There are more groups in $\mathcal{U}^+$ than in $\mathcal{U}$

This case is more interesting.

The axiom of choice is equivalent to the statement that any non-empty set can be given the structure of a group. So if we assumed the axiom of choice we would be done. But we are brave and work without assuming excluded middle, and hence without choice.

It is also the case that the type of propositions can be given the structure of a group if and only if the principle of excluded middle holds. And the type of propositions is a retract of the type of ordinals, which makes it unlikely that the type of ordinals can be given the structure of a group without excluded middle.

So our strategy is to embed the type of ordinals into a group, and the free group does the job.

  1. First we need to show that the inclusion of generators, or the universal map into the free group, is an embedding.

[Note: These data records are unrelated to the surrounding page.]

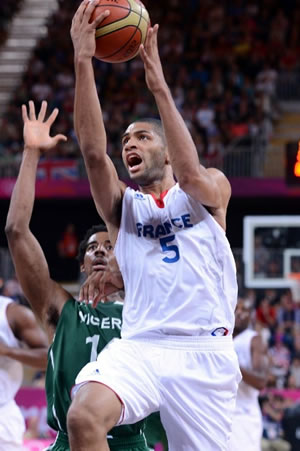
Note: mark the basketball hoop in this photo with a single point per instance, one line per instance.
(295, 285)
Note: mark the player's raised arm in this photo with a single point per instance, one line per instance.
(29, 260)
(24, 325)
(211, 188)
(106, 188)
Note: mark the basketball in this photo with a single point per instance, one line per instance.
(120, 35)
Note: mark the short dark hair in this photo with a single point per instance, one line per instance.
(83, 244)
(157, 125)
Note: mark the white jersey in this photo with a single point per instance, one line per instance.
(178, 269)
(247, 397)
(11, 371)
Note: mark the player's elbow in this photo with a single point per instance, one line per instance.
(13, 231)
(92, 157)
(201, 188)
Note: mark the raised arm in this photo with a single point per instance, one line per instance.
(106, 188)
(208, 186)
(26, 329)
(29, 260)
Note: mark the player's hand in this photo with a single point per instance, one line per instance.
(153, 69)
(37, 130)
(83, 32)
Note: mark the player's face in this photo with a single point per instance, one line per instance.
(143, 153)
(242, 315)
(98, 250)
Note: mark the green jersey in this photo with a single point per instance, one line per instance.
(81, 333)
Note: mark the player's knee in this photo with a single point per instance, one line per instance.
(91, 410)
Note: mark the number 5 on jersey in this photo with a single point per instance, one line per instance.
(167, 247)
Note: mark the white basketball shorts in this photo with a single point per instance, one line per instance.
(192, 381)
(12, 427)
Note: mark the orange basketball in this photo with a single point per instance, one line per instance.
(120, 35)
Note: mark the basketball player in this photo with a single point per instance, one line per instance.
(76, 331)
(21, 342)
(176, 354)
(253, 360)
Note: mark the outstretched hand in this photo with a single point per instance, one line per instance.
(153, 69)
(37, 130)
(83, 29)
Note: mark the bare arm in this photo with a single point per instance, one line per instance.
(210, 187)
(106, 188)
(26, 329)
(257, 378)
(29, 260)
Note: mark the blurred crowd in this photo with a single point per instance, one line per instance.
(7, 10)
(221, 60)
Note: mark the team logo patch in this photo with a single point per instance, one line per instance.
(220, 332)
(139, 196)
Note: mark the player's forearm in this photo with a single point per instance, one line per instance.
(88, 120)
(22, 200)
(36, 358)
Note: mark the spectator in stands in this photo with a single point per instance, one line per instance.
(273, 407)
(280, 359)
(21, 342)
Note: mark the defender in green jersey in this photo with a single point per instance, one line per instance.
(77, 332)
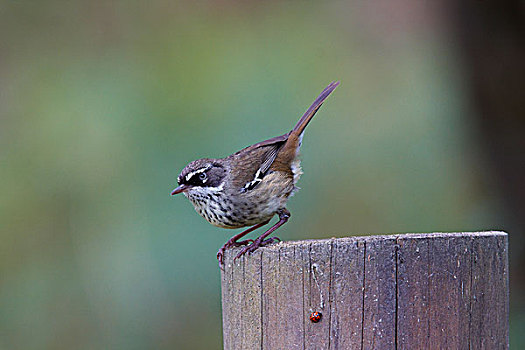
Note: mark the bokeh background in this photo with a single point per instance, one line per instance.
(103, 103)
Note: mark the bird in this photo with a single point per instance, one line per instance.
(249, 187)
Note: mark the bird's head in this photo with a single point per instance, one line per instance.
(201, 175)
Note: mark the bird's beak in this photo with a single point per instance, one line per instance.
(180, 189)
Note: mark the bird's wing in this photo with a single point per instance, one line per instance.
(261, 157)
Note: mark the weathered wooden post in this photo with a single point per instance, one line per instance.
(409, 291)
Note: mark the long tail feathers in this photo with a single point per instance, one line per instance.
(310, 112)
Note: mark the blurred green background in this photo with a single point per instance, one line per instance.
(103, 103)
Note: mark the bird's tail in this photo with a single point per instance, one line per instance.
(298, 129)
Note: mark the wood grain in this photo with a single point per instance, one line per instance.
(409, 291)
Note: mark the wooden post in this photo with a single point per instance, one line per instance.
(408, 291)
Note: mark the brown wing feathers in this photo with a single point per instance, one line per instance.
(279, 152)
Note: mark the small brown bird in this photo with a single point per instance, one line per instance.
(249, 187)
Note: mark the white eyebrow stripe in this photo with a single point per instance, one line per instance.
(201, 170)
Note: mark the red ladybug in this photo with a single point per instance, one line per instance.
(315, 316)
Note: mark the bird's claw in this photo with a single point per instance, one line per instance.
(229, 244)
(256, 244)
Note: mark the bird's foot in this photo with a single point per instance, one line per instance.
(231, 243)
(256, 244)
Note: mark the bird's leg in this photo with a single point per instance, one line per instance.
(284, 215)
(232, 242)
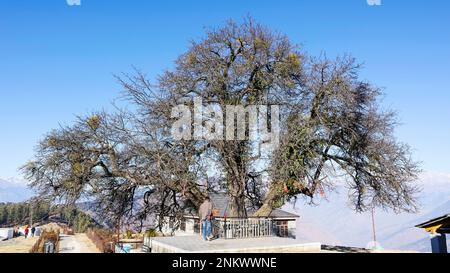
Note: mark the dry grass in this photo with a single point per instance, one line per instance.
(17, 245)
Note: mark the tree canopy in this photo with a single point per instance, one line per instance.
(332, 128)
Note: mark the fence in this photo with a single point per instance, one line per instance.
(244, 228)
(102, 239)
(48, 242)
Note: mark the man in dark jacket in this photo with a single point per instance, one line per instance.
(205, 214)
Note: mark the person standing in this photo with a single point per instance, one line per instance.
(26, 232)
(205, 214)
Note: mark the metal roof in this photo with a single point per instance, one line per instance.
(434, 221)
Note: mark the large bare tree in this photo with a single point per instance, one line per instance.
(332, 125)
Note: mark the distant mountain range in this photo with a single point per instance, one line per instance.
(334, 222)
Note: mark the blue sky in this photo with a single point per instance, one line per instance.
(57, 61)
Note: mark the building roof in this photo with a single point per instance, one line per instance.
(221, 203)
(434, 222)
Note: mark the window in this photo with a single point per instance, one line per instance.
(282, 228)
(183, 224)
(171, 222)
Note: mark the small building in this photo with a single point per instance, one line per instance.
(438, 228)
(6, 233)
(279, 223)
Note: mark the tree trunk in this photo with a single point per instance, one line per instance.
(267, 207)
(237, 206)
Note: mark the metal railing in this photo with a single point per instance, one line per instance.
(244, 228)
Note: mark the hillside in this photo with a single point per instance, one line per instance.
(334, 222)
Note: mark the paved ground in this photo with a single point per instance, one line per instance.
(78, 243)
(254, 245)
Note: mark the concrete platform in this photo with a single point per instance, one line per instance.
(194, 244)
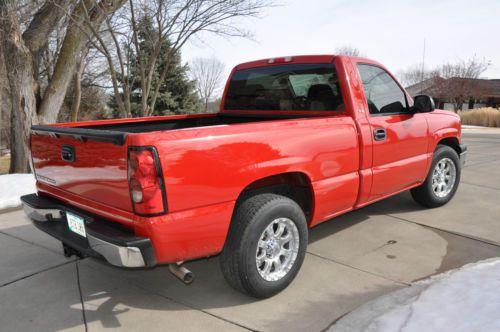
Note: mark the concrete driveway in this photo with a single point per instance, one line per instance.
(350, 260)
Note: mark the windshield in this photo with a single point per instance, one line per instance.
(313, 87)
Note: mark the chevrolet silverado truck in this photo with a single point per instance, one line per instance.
(297, 141)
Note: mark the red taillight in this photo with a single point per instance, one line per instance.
(146, 181)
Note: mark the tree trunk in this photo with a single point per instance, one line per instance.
(19, 62)
(75, 107)
(88, 12)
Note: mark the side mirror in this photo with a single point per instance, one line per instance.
(423, 104)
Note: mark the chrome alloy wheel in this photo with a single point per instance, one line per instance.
(277, 249)
(444, 176)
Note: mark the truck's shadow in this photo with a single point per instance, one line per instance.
(118, 298)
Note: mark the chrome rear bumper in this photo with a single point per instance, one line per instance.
(104, 239)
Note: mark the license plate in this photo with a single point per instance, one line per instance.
(76, 224)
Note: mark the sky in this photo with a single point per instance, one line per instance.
(391, 32)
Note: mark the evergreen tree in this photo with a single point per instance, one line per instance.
(177, 94)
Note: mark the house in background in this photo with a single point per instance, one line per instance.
(459, 93)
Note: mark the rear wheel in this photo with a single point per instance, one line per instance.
(442, 181)
(266, 245)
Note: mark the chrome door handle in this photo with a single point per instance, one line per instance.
(379, 134)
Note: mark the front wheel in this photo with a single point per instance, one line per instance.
(442, 181)
(266, 245)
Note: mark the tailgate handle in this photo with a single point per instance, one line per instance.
(68, 153)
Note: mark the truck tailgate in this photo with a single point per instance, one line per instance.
(89, 163)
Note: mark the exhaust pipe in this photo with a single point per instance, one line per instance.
(181, 272)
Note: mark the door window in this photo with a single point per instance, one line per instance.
(382, 93)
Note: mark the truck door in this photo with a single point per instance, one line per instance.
(400, 137)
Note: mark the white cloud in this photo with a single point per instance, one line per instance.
(391, 32)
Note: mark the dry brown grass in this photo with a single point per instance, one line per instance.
(486, 117)
(4, 165)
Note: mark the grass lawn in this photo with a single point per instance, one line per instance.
(4, 165)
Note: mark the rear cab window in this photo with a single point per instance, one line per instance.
(383, 95)
(291, 87)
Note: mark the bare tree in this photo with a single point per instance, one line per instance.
(174, 22)
(460, 81)
(22, 53)
(208, 74)
(416, 74)
(347, 50)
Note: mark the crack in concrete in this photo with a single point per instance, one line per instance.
(34, 274)
(82, 302)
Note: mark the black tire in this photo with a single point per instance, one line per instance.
(424, 194)
(238, 259)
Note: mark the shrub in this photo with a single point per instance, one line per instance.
(486, 117)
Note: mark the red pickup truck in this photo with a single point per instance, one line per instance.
(298, 141)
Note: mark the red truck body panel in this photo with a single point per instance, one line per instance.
(205, 169)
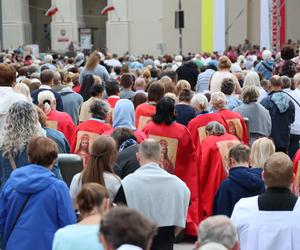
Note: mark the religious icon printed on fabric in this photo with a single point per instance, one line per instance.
(224, 148)
(52, 124)
(235, 128)
(202, 133)
(169, 148)
(83, 145)
(143, 121)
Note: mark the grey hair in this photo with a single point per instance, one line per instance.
(218, 229)
(200, 100)
(286, 82)
(21, 124)
(150, 149)
(215, 128)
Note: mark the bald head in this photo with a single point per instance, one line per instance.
(149, 150)
(217, 229)
(278, 171)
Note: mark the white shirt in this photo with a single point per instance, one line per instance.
(266, 230)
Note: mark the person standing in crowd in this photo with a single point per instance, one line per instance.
(295, 98)
(21, 124)
(47, 77)
(217, 233)
(60, 121)
(176, 143)
(227, 87)
(204, 78)
(150, 182)
(270, 220)
(224, 72)
(145, 111)
(34, 204)
(96, 125)
(241, 182)
(259, 118)
(124, 117)
(7, 94)
(112, 89)
(128, 147)
(92, 202)
(213, 165)
(97, 92)
(126, 87)
(92, 67)
(265, 67)
(282, 112)
(235, 122)
(137, 231)
(103, 156)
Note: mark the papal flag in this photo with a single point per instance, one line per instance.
(212, 25)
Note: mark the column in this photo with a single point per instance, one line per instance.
(66, 23)
(16, 23)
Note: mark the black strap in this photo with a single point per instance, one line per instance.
(267, 67)
(292, 98)
(16, 219)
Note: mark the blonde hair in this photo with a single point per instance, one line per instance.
(92, 61)
(46, 101)
(261, 150)
(23, 89)
(218, 100)
(181, 85)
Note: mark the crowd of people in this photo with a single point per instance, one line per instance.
(204, 146)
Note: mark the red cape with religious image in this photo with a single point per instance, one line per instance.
(143, 114)
(235, 124)
(179, 158)
(213, 169)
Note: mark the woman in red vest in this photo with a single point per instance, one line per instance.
(178, 155)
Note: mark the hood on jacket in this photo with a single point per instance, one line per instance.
(31, 179)
(245, 177)
(281, 101)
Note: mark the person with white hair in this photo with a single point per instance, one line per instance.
(217, 233)
(60, 121)
(265, 67)
(48, 63)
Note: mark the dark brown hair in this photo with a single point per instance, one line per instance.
(91, 195)
(7, 75)
(103, 156)
(42, 151)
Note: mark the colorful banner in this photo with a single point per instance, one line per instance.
(213, 25)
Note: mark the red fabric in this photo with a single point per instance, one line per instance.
(140, 136)
(65, 123)
(145, 110)
(112, 101)
(197, 126)
(77, 89)
(212, 169)
(235, 124)
(89, 126)
(183, 154)
(296, 184)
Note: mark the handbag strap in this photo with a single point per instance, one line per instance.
(16, 219)
(12, 161)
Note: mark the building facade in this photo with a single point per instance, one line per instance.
(136, 26)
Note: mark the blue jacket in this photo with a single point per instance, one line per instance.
(282, 112)
(49, 208)
(242, 182)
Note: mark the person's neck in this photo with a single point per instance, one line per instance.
(92, 219)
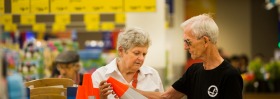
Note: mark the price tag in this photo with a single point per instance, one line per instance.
(107, 26)
(62, 19)
(97, 6)
(113, 5)
(91, 18)
(120, 18)
(39, 27)
(78, 6)
(39, 6)
(140, 5)
(57, 27)
(20, 6)
(28, 19)
(59, 6)
(6, 19)
(10, 27)
(92, 27)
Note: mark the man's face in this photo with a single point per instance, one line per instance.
(68, 70)
(194, 45)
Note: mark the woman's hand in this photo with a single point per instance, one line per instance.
(105, 89)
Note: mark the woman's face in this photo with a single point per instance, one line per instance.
(133, 58)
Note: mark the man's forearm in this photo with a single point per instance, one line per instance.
(150, 94)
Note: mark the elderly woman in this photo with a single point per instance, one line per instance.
(132, 46)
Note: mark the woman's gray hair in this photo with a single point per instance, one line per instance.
(133, 37)
(203, 25)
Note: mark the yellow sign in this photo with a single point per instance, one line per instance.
(2, 7)
(20, 6)
(62, 19)
(120, 18)
(27, 19)
(140, 5)
(59, 6)
(91, 18)
(6, 19)
(57, 27)
(39, 6)
(113, 5)
(10, 27)
(105, 6)
(39, 27)
(92, 27)
(78, 6)
(107, 26)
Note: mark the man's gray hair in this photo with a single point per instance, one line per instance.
(133, 37)
(203, 25)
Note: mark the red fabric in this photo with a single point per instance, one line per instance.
(87, 88)
(118, 87)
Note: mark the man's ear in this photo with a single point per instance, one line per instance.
(206, 39)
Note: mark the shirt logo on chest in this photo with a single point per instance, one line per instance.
(213, 91)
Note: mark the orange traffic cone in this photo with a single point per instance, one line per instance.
(86, 91)
(124, 91)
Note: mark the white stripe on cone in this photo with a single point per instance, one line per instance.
(132, 94)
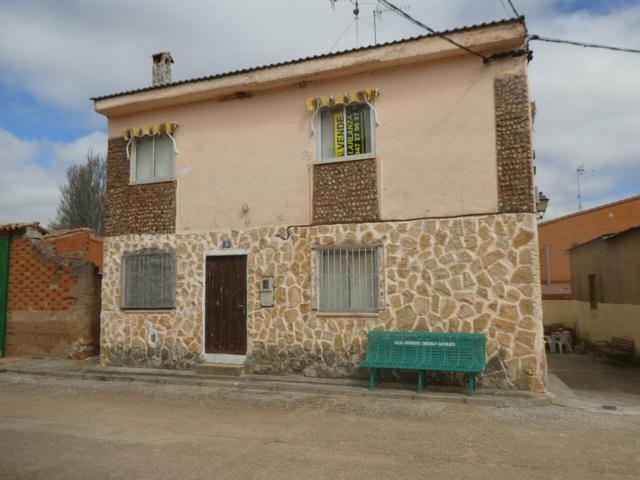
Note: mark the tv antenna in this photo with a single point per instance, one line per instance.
(378, 11)
(580, 171)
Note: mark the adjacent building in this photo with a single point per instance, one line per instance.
(559, 235)
(272, 216)
(49, 291)
(605, 281)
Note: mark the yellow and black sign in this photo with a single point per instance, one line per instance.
(338, 132)
(354, 132)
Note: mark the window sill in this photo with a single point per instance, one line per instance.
(148, 310)
(347, 314)
(155, 180)
(353, 158)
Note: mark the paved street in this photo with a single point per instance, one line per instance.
(79, 429)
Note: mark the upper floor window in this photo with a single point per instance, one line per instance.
(153, 158)
(346, 132)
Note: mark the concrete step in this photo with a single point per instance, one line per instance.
(223, 369)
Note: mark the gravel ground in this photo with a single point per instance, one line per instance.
(80, 429)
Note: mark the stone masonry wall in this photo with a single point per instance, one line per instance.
(513, 144)
(147, 207)
(345, 192)
(470, 274)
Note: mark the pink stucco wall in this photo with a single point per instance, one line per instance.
(435, 146)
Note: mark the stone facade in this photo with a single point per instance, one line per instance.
(513, 144)
(468, 274)
(345, 192)
(142, 208)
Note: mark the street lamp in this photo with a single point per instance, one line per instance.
(541, 205)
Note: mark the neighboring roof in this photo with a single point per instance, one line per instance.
(590, 210)
(605, 237)
(16, 227)
(72, 231)
(313, 57)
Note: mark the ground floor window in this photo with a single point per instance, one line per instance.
(348, 279)
(148, 280)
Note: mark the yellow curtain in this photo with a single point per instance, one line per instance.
(155, 129)
(350, 96)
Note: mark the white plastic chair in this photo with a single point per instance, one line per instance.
(562, 340)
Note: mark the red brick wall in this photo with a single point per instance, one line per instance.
(35, 282)
(81, 244)
(54, 295)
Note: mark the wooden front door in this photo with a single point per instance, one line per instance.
(225, 326)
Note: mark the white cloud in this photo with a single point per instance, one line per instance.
(66, 51)
(34, 171)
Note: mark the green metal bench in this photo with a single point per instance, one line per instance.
(422, 351)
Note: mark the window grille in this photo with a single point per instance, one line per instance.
(348, 279)
(149, 280)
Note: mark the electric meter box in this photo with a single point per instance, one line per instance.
(266, 291)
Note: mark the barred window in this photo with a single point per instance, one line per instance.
(149, 280)
(348, 279)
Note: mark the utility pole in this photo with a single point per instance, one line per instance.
(579, 172)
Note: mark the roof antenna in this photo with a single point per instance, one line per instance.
(356, 14)
(377, 16)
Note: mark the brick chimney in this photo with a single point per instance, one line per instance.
(162, 68)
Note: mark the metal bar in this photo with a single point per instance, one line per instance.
(5, 245)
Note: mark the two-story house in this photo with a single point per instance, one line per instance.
(272, 216)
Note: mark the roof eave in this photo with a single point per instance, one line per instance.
(488, 38)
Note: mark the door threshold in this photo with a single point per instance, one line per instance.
(224, 358)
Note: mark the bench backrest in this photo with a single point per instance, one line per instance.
(621, 344)
(458, 352)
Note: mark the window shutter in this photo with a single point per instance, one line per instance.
(348, 279)
(149, 280)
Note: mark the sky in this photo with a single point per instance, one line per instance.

  2. But having a large type $X$ embedded into a type $Y$ is not enough to conclude that $Y$ is also large. For example, if $P$ is a proposition then the unique map $P \to \mathbb{1}$ is an embedding, and the unit type $\mathbb{1}$ is small but $P$ may be large.

  3. So more work is needed to show that the group freely generated by the type of ordinals is large. We say that a map is small if each of its fibers is small, and large otherwise. De Jong and Escardo showed that if a map $X \to Y$ is small and the type $Y$ is small, then so is the type $X$, and hence if $X$ is large then so is $Y$. Therefore our approach is to show that the universal map into the free group is small. To do this, we exploit the fact that the type of ordinals is locally small (its identity types are all equivalent to small types).

But we want to be as general as possible, and hence work with a spartan univalent type theory which doesn't include higher inductive types other than propositional truncation. We include the empty type, the unit type, natural numbers, list types (which can actually be constructed from the other type formers), coproduct types, $\Sigma$-types, $\Pi$-types, identity types and a sequence of universes. We also assume the univalence axiom (from which we automatically get functional and propositional extensionality) and the axiom of existence of propositional truncations.

  1. We construct the free group as a quotient of a type of words following Mines, Richman and Ruitenburg. To prove that the universal map is an embedding, one first proves a Church-Rosser property for the equivalence relation on words. It is remarkable that this can be done without assuming that the set of generators has decidable equality.

  2. Quotients can be constructed from propositional truncation. This construction increases the universe level by one, but eliminates into any universe.

  3. To resize back the quotient used to construct the group freely generated by the type of ordinals to the original universe, we exploit the fact that the type of ordinals is locally small.

  4. As above, we have to transfer manually group structures between equivalent types of different universes, because univalence can't be applied.

Putting the above together, and leaving many steps to the Agda code, we get the following in our spartan univalent type theory.

Theorem. For any large, locally small set, the free group is also large and locally small.

Corollary. In any successor universe $\mathcal{U}^+$ there is a group which is not isomorphic to any group in the universe $\mathcal{U}$.

Corollary. The canonical embedding $\operatorname{Group}\,\mathcal{U} → \operatorname{Group}\,\mathcal{U}^+$ doesn't have a section and hence is not an equivalence.

Can we formulate and prove a general theorem of this kind that specializes to a wide variety of mathematical structures that occur in practice?